In January 1979, the DMFA opened one of its largest exhibitions. Pompeii A.D. 79 marked the anniversary of the eruption of Mount Vesuvius and the destruction in and around Pompeii with over 300 objects excavated from the ruins. Installing this exhibition required the deinstallation of the collection galleries, and related exhibitions were held at other museums and organizations. Visitors to the exhibition purchased their tickets at the Fair Park Coliseum and took shuttle buses to the Museum. By the end of the three-month run of the show, over 371,000 people had seen Pompeii. This remained the highest-attended exhibition until it was surpassed by Tutankhamun and the Golden Age of the Pharaohs in 2009.

A Pompeii A.D. 79 docent points visitors to the Museum’s planned location in the Dallas Arts District. The exhibition’s success and the promotion of the need for a new building to the crowds of visitors were the first steps in securing funds for the new museum in the November 1979 bond election.

The DMA acquired the Wendy and Emery Reves Collection in 1985. The paintings, furniture, rugs, sculpture, porcelain, glass, and iron work were packed at Villa La Pausa in the French Riviera and installed in the re-created rooms in the DMA’s new Decorative Arts Wing.
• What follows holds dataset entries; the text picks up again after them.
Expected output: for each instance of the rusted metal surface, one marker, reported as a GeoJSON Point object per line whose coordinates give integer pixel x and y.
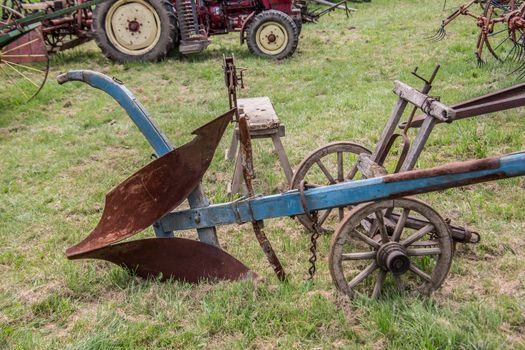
{"type": "Point", "coordinates": [172, 258]}
{"type": "Point", "coordinates": [501, 22]}
{"type": "Point", "coordinates": [249, 174]}
{"type": "Point", "coordinates": [155, 190]}
{"type": "Point", "coordinates": [501, 100]}
{"type": "Point", "coordinates": [451, 168]}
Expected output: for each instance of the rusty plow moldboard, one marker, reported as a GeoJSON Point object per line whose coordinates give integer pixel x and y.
{"type": "Point", "coordinates": [143, 199]}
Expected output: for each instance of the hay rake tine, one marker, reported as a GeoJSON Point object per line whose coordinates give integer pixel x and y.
{"type": "Point", "coordinates": [151, 195]}
{"type": "Point", "coordinates": [439, 35]}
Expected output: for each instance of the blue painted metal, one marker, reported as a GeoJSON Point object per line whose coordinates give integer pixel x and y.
{"type": "Point", "coordinates": [343, 194]}
{"type": "Point", "coordinates": [156, 138]}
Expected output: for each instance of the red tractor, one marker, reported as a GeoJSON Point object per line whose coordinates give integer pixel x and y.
{"type": "Point", "coordinates": [133, 30]}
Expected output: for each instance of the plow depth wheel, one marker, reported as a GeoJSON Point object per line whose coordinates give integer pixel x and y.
{"type": "Point", "coordinates": [272, 34]}
{"type": "Point", "coordinates": [135, 30]}
{"type": "Point", "coordinates": [328, 165]}
{"type": "Point", "coordinates": [24, 64]}
{"type": "Point", "coordinates": [388, 254]}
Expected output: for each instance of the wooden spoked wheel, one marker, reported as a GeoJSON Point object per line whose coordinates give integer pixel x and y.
{"type": "Point", "coordinates": [328, 165]}
{"type": "Point", "coordinates": [389, 254]}
{"type": "Point", "coordinates": [24, 64]}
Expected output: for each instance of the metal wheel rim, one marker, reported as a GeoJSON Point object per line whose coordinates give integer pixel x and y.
{"type": "Point", "coordinates": [268, 31]}
{"type": "Point", "coordinates": [346, 235]}
{"type": "Point", "coordinates": [121, 28]}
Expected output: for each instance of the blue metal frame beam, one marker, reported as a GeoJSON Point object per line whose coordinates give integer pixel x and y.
{"type": "Point", "coordinates": [348, 193]}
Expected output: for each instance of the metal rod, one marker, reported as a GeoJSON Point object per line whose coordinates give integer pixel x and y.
{"type": "Point", "coordinates": [351, 193]}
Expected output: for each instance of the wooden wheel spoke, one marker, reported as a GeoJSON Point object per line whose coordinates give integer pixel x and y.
{"type": "Point", "coordinates": [400, 225]}
{"type": "Point", "coordinates": [382, 227]}
{"type": "Point", "coordinates": [325, 171]}
{"type": "Point", "coordinates": [379, 284]}
{"type": "Point", "coordinates": [423, 252]}
{"type": "Point", "coordinates": [340, 170]}
{"type": "Point", "coordinates": [362, 275]}
{"type": "Point", "coordinates": [399, 283]}
{"type": "Point", "coordinates": [352, 172]}
{"type": "Point", "coordinates": [418, 235]}
{"type": "Point", "coordinates": [358, 256]}
{"type": "Point", "coordinates": [423, 275]}
{"type": "Point", "coordinates": [366, 239]}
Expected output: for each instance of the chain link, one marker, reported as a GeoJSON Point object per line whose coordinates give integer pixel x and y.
{"type": "Point", "coordinates": [313, 247]}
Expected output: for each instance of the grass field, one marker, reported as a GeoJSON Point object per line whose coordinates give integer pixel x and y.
{"type": "Point", "coordinates": [64, 150]}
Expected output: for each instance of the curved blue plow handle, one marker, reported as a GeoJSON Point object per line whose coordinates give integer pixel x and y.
{"type": "Point", "coordinates": [156, 138]}
{"type": "Point", "coordinates": [116, 89]}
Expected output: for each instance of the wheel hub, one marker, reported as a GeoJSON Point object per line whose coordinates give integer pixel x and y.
{"type": "Point", "coordinates": [133, 26]}
{"type": "Point", "coordinates": [392, 257]}
{"type": "Point", "coordinates": [272, 38]}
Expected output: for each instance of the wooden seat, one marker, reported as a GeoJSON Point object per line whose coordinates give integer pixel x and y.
{"type": "Point", "coordinates": [264, 123]}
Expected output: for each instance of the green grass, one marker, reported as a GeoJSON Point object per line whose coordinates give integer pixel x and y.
{"type": "Point", "coordinates": [61, 152]}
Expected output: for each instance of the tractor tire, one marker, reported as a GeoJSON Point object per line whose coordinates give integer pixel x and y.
{"type": "Point", "coordinates": [299, 24]}
{"type": "Point", "coordinates": [135, 30]}
{"type": "Point", "coordinates": [272, 34]}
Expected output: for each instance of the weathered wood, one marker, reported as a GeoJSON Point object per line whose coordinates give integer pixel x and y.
{"type": "Point", "coordinates": [429, 105]}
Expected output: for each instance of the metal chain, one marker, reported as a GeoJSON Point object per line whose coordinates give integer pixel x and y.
{"type": "Point", "coordinates": [312, 216]}
{"type": "Point", "coordinates": [313, 247]}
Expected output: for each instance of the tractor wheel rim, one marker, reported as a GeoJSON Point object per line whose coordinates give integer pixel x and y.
{"type": "Point", "coordinates": [133, 27]}
{"type": "Point", "coordinates": [272, 38]}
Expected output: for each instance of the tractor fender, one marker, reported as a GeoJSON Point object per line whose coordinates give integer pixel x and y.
{"type": "Point", "coordinates": [244, 24]}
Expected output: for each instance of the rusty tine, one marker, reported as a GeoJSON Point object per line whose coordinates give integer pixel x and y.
{"type": "Point", "coordinates": [438, 35]}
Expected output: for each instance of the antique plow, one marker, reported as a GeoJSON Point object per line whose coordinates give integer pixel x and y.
{"type": "Point", "coordinates": [385, 236]}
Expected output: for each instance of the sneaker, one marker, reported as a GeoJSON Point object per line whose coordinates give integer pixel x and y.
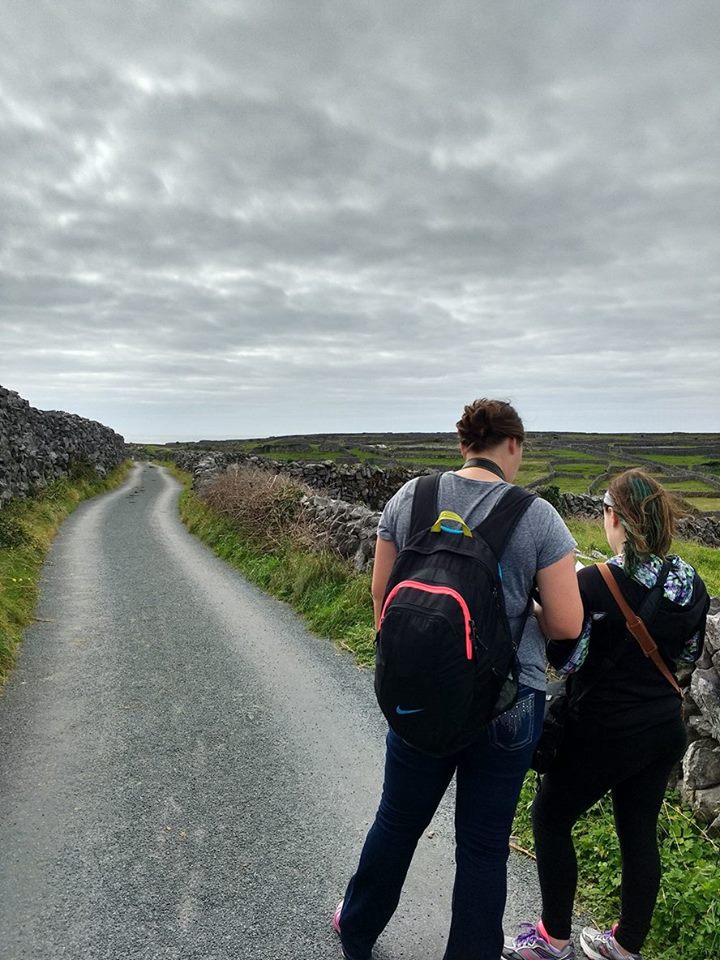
{"type": "Point", "coordinates": [602, 945]}
{"type": "Point", "coordinates": [531, 944]}
{"type": "Point", "coordinates": [336, 917]}
{"type": "Point", "coordinates": [336, 928]}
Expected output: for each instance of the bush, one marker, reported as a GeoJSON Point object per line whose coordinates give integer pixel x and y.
{"type": "Point", "coordinates": [551, 493]}
{"type": "Point", "coordinates": [265, 507]}
{"type": "Point", "coordinates": [12, 531]}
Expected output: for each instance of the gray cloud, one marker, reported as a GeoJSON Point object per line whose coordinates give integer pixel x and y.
{"type": "Point", "coordinates": [244, 218]}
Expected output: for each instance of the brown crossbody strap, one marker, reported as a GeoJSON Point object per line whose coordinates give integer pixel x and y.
{"type": "Point", "coordinates": [636, 627]}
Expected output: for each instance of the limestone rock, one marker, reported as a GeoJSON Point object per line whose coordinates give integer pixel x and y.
{"type": "Point", "coordinates": [701, 764]}
{"type": "Point", "coordinates": [706, 803]}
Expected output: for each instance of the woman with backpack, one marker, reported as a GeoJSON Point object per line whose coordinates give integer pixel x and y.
{"type": "Point", "coordinates": [490, 769]}
{"type": "Point", "coordinates": [624, 732]}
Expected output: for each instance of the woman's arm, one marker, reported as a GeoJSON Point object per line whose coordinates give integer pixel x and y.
{"type": "Point", "coordinates": [560, 611]}
{"type": "Point", "coordinates": [385, 554]}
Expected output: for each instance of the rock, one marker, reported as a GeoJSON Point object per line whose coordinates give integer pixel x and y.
{"type": "Point", "coordinates": [712, 634]}
{"type": "Point", "coordinates": [705, 690]}
{"type": "Point", "coordinates": [701, 764]}
{"type": "Point", "coordinates": [39, 446]}
{"type": "Point", "coordinates": [706, 803]}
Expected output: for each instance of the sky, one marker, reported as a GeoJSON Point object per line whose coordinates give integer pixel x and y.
{"type": "Point", "coordinates": [247, 218]}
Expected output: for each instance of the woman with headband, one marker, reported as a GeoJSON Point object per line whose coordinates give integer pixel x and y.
{"type": "Point", "coordinates": [625, 731]}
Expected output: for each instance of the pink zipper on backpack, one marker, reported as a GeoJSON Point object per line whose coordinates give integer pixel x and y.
{"type": "Point", "coordinates": [430, 588]}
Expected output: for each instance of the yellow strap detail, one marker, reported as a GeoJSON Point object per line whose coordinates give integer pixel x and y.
{"type": "Point", "coordinates": [449, 515]}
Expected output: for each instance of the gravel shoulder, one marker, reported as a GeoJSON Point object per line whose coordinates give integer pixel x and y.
{"type": "Point", "coordinates": [185, 770]}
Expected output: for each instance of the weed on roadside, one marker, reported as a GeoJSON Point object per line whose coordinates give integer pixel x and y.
{"type": "Point", "coordinates": [27, 528]}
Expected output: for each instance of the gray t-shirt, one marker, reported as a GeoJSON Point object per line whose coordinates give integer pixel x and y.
{"type": "Point", "coordinates": [539, 540]}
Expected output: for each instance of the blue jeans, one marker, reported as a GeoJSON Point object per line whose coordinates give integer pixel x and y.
{"type": "Point", "coordinates": [490, 774]}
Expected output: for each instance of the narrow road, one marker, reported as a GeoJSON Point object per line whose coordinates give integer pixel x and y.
{"type": "Point", "coordinates": [185, 771]}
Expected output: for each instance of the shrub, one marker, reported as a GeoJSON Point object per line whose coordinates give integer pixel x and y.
{"type": "Point", "coordinates": [551, 493]}
{"type": "Point", "coordinates": [12, 530]}
{"type": "Point", "coordinates": [265, 507]}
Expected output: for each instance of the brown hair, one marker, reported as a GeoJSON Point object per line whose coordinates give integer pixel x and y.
{"type": "Point", "coordinates": [648, 514]}
{"type": "Point", "coordinates": [486, 423]}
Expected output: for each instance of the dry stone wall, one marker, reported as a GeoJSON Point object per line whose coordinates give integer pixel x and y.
{"type": "Point", "coordinates": [37, 446]}
{"type": "Point", "coordinates": [349, 528]}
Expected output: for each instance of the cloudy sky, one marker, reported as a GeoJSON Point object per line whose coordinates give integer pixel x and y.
{"type": "Point", "coordinates": [240, 218]}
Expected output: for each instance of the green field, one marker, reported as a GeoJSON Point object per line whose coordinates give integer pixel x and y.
{"type": "Point", "coordinates": [569, 461]}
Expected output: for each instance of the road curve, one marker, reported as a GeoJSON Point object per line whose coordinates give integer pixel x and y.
{"type": "Point", "coordinates": [185, 771]}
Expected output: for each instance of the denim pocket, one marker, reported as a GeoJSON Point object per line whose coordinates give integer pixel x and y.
{"type": "Point", "coordinates": [515, 729]}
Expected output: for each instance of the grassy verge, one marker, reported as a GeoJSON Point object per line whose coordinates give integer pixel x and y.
{"type": "Point", "coordinates": [686, 922]}
{"type": "Point", "coordinates": [335, 602]}
{"type": "Point", "coordinates": [27, 528]}
{"type": "Point", "coordinates": [333, 599]}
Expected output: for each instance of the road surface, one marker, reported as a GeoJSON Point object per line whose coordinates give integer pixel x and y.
{"type": "Point", "coordinates": [186, 771]}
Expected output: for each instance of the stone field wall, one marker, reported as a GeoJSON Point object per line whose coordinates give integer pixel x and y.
{"type": "Point", "coordinates": [37, 446]}
{"type": "Point", "coordinates": [340, 519]}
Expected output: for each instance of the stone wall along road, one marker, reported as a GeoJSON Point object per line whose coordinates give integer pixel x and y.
{"type": "Point", "coordinates": [185, 770]}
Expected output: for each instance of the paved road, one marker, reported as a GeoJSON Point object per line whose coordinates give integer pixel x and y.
{"type": "Point", "coordinates": [185, 771]}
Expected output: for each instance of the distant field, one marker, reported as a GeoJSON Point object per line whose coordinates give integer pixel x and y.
{"type": "Point", "coordinates": [686, 463]}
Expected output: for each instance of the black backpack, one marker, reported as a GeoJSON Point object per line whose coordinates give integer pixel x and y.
{"type": "Point", "coordinates": [445, 660]}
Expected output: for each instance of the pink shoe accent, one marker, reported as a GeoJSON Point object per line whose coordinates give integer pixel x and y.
{"type": "Point", "coordinates": [336, 917]}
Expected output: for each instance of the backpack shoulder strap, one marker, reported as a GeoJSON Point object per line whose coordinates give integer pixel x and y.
{"type": "Point", "coordinates": [637, 628]}
{"type": "Point", "coordinates": [424, 508]}
{"type": "Point", "coordinates": [499, 524]}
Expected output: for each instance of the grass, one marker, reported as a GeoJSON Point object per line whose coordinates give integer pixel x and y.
{"type": "Point", "coordinates": [27, 528]}
{"type": "Point", "coordinates": [705, 504]}
{"type": "Point", "coordinates": [335, 602]}
{"type": "Point", "coordinates": [686, 485]}
{"type": "Point", "coordinates": [332, 598]}
{"type": "Point", "coordinates": [686, 922]}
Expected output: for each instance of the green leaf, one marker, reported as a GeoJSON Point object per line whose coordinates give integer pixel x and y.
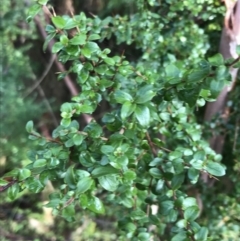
{"type": "Point", "coordinates": [216, 60]}
{"type": "Point", "coordinates": [59, 22]}
{"type": "Point", "coordinates": [42, 2]}
{"type": "Point", "coordinates": [172, 74]}
{"type": "Point", "coordinates": [105, 170]}
{"type": "Point", "coordinates": [40, 163]}
{"type": "Point", "coordinates": [193, 175]}
{"type": "Point", "coordinates": [238, 49]}
{"type": "Point", "coordinates": [155, 172]}
{"type": "Point", "coordinates": [69, 212]}
{"type": "Point", "coordinates": [23, 174]}
{"type": "Point", "coordinates": [137, 214]}
{"type": "Point", "coordinates": [94, 37]}
{"type": "Point", "coordinates": [189, 202]}
{"type": "Point", "coordinates": [66, 122]}
{"type": "Point", "coordinates": [142, 114]}
{"type": "Point", "coordinates": [95, 205]}
{"type": "Point", "coordinates": [121, 97]}
{"type": "Point", "coordinates": [13, 173]}
{"type": "Point", "coordinates": [33, 11]}
{"type": "Point", "coordinates": [215, 168]}
{"type": "Point", "coordinates": [89, 49]}
{"type": "Point", "coordinates": [166, 207]}
{"type": "Point", "coordinates": [34, 185]}
{"type": "Point", "coordinates": [57, 47]}
{"type": "Point", "coordinates": [144, 236]}
{"type": "Point", "coordinates": [79, 39]}
{"type": "Point", "coordinates": [109, 61]}
{"type": "Point", "coordinates": [3, 182]}
{"type": "Point", "coordinates": [177, 181]}
{"type": "Point", "coordinates": [127, 109]}
{"type": "Point", "coordinates": [13, 191]}
{"type": "Point", "coordinates": [48, 39]}
{"type": "Point", "coordinates": [77, 139]}
{"type": "Point", "coordinates": [180, 236]}
{"type": "Point", "coordinates": [109, 182]}
{"type": "Point", "coordinates": [84, 184]}
{"type": "Point", "coordinates": [144, 94]}
{"type": "Point", "coordinates": [107, 149]}
{"type": "Point", "coordinates": [202, 234]}
{"type": "Point", "coordinates": [69, 178]}
{"type": "Point", "coordinates": [29, 126]}
{"type": "Point", "coordinates": [199, 73]}
{"type": "Point", "coordinates": [191, 213]}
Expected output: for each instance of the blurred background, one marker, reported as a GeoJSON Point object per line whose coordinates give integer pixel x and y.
{"type": "Point", "coordinates": [30, 90]}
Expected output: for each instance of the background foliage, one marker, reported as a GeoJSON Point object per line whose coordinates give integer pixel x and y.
{"type": "Point", "coordinates": [144, 71]}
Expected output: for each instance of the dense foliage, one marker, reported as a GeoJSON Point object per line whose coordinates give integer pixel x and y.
{"type": "Point", "coordinates": [138, 163]}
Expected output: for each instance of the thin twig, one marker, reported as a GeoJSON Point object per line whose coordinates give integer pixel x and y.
{"type": "Point", "coordinates": [38, 82]}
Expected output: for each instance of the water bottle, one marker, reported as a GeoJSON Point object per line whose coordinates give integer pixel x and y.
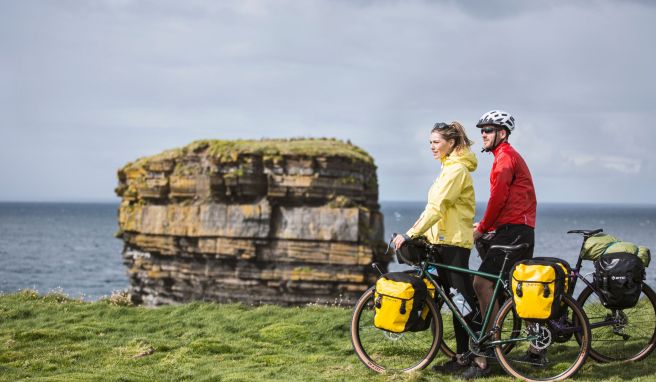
{"type": "Point", "coordinates": [460, 302]}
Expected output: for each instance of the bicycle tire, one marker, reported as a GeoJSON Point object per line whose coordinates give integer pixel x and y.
{"type": "Point", "coordinates": [561, 359]}
{"type": "Point", "coordinates": [608, 341]}
{"type": "Point", "coordinates": [386, 352]}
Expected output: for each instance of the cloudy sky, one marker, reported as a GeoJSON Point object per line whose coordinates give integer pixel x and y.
{"type": "Point", "coordinates": [86, 87]}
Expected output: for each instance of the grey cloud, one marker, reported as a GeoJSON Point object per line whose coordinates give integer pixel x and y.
{"type": "Point", "coordinates": [135, 77]}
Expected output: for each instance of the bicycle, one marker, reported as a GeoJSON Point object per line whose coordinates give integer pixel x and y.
{"type": "Point", "coordinates": [618, 335]}
{"type": "Point", "coordinates": [386, 352]}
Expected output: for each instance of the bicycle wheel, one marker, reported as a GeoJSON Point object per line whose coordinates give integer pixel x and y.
{"type": "Point", "coordinates": [537, 356]}
{"type": "Point", "coordinates": [621, 335]}
{"type": "Point", "coordinates": [386, 352]}
{"type": "Point", "coordinates": [448, 344]}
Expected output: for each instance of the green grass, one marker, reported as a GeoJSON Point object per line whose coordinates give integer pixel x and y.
{"type": "Point", "coordinates": [230, 150]}
{"type": "Point", "coordinates": [55, 338]}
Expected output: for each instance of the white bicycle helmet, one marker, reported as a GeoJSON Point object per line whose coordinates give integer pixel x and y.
{"type": "Point", "coordinates": [497, 118]}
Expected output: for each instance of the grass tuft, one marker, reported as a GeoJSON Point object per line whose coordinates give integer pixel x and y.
{"type": "Point", "coordinates": [56, 338]}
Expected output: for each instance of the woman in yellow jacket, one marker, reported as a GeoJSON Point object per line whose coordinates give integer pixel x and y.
{"type": "Point", "coordinates": [447, 221]}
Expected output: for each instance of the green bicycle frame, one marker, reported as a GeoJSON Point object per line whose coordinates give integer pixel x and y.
{"type": "Point", "coordinates": [499, 284]}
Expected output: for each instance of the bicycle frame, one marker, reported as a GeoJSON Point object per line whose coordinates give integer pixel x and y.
{"type": "Point", "coordinates": [499, 284]}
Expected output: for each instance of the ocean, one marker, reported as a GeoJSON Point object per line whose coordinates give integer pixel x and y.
{"type": "Point", "coordinates": [71, 248]}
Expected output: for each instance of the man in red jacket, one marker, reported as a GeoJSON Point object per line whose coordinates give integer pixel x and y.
{"type": "Point", "coordinates": [510, 212]}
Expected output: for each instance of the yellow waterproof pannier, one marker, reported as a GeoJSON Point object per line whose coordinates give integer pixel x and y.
{"type": "Point", "coordinates": [399, 302]}
{"type": "Point", "coordinates": [538, 286]}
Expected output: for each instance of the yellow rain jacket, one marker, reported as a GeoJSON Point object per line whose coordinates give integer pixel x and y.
{"type": "Point", "coordinates": [449, 215]}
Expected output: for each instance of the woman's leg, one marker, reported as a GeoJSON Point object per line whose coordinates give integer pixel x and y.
{"type": "Point", "coordinates": [459, 257]}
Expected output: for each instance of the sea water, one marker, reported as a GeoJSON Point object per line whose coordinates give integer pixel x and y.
{"type": "Point", "coordinates": [71, 247]}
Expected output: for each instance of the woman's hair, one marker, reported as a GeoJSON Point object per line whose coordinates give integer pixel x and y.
{"type": "Point", "coordinates": [454, 131]}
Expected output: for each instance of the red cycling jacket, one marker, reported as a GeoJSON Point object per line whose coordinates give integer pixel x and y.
{"type": "Point", "coordinates": [512, 195]}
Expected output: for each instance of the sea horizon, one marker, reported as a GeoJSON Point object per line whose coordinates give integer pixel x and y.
{"type": "Point", "coordinates": [70, 246]}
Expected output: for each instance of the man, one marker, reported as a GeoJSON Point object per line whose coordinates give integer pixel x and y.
{"type": "Point", "coordinates": [510, 212]}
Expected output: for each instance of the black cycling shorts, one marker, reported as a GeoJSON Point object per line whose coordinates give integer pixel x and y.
{"type": "Point", "coordinates": [492, 260]}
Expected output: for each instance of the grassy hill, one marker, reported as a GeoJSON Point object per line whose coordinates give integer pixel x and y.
{"type": "Point", "coordinates": [55, 338]}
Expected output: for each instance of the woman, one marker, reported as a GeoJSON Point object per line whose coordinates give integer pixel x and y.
{"type": "Point", "coordinates": [447, 221]}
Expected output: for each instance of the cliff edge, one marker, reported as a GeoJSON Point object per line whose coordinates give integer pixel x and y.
{"type": "Point", "coordinates": [270, 221]}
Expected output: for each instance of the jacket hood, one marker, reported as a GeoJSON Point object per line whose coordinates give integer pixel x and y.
{"type": "Point", "coordinates": [464, 157]}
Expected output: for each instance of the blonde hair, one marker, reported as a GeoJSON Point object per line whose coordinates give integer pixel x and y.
{"type": "Point", "coordinates": [454, 131]}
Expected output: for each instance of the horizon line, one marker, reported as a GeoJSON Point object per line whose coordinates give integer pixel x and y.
{"type": "Point", "coordinates": [108, 201]}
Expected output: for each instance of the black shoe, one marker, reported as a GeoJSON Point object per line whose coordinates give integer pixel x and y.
{"type": "Point", "coordinates": [473, 371]}
{"type": "Point", "coordinates": [450, 367]}
{"type": "Point", "coordinates": [535, 359]}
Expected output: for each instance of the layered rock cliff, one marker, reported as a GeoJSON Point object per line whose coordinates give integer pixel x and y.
{"type": "Point", "coordinates": [270, 221]}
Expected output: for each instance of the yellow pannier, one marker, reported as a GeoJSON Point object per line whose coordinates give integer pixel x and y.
{"type": "Point", "coordinates": [538, 286]}
{"type": "Point", "coordinates": [399, 302]}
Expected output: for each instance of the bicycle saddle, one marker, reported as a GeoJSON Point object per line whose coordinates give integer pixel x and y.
{"type": "Point", "coordinates": [586, 232]}
{"type": "Point", "coordinates": [509, 248]}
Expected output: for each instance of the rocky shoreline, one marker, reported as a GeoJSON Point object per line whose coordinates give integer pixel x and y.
{"type": "Point", "coordinates": [273, 221]}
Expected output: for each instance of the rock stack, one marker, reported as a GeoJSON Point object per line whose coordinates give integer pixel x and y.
{"type": "Point", "coordinates": [273, 221]}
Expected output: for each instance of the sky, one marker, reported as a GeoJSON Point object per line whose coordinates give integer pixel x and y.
{"type": "Point", "coordinates": [86, 87]}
But before the works were installed here, the collection was inspected in Paris and then transported by air to the Dallas–Fort Worth Airport. On arrival, the collection crates were removed from shipping pallets under the watchful eyes of U.S. Customs officials.

The Barrel Vault is the most iconic part of Edward Larrabee Barnes’s design for the new Dallas Museum of Art in the Arts District. In this construction view, we see the structural steel for the Barrel Vault set against the downtown skyline of the early 1980s.

Cookie Monster, who was in town for a Sesame Street Live performance, visited the DMA and tried his hand— paw?—at weaving. Cookie Monster’s visit on February 28, 1995, included a lesson in weaving from experts who were demonstrating the use of looms that were on display in the Gateway Gallery, now the DMA’s Center for Creative Connections, for the exhibition The Art of the Loom.